The attack is the latest in a long string of exploits targeting users on Discord with fake “stealth” NFT drops.
Hong Kong-based gaming and venture capital company Animoca Brands and subsidiary Blowfish Studios have promised users that they will repay 265 ETH (US$1.1 million) stolen in a fraudulent nonfungible token (NFT) sale on Discord.
The fraudulent minting event occurred at approximately 3 AM AEDT on Nov 19 on the Phantom Galaxies Discord server. It saw 1,571 fake minting transactions over the course of about three hours.
Phantom Galaxies is an upcoming Australian game being developed by Blowfish Studios. The Phantom Galaxies Discord server has 94,000 members.
In an increasingly common occurrence on Discord, hackers gained control of the official Phantom Galaxies server by using a malware bot that compromised the Admin account’s two-factor authentication. Once in control of the Discord server, the hackers banned all staff, advisor, and community moderator accounts.
The hackers then began posting announcements, claiming that the game was launching an immediate surprise “stealth” NFT minting event. Users were directed to a fraudulent “Phantom Galaxies NFT minting platform,” which charged users a 0.1 ETH “minting fee.”
Chairman of Animoca Brands Yat Siu warned followers about the fraudulent NFT drop in a tweet at around 4AM AEDT Nov. 19.
At 5:22AM he posted another tweet, saying that affected customers will be “appropriately compensated.” This has since been confirmed in a Nov. 24 release from Animoca, which stated that details regarding compensation will be announced shortly.
“Woodz,” a Californian project manager for an upcoming NFT project called Terra Obscura lost $1000 USD to this attack. They said they realized they’d been scammed shortly after ‘minting’ two non-existent NFTs:
“As I was doing it, it seemed a bit off. The gas was unusually low and the contract looked different. I knew something was wrong but not sure what.”
Woodz added they “don’t normally just click links,” but fell into the hacker’s trap because of the way the announcement was positioned inside the official announcement channel.
The attack on Phantom Galaxies comes after a similar recent attack on Nov. 11 involving famed NFT artist, Beeple. Users thought they were signing up for a very affordable NFT drop, timed to coincide with his second Christie’s auction.
The perpetrator impersonated one of the channel admins and the Beeple Announcements Bot to promote a fake NFT drop from Beeple on Nifty Gateway. Beeple has since removed links to the Discord from his Twitter profile, and other links to the server no longer appear not to work.

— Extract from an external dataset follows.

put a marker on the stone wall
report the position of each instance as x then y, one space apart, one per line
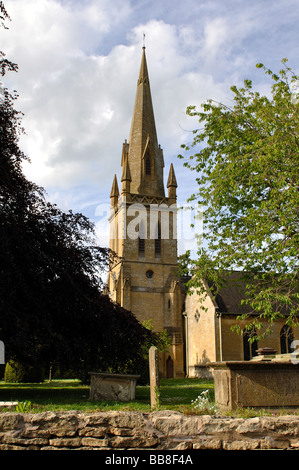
162 430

According to an Oct. 21 report by cyber security company RiskIQ, Discord is becoming an increasingly popular platform for cybercriminals. RiskIQ researchers uncovered 27 unique malware types hosted on Discord’s CDN servers.
In April, Talos Intelligence similarly found that hackers were increasingly using platforms like Discord to take advantage of users who were at home due to global COVID-19 restrictions.
“Attackers are leveraging collaboration platforms, such as Discord and Slack, to stay under the radar and evade organizational defenses,” it wrote at the time.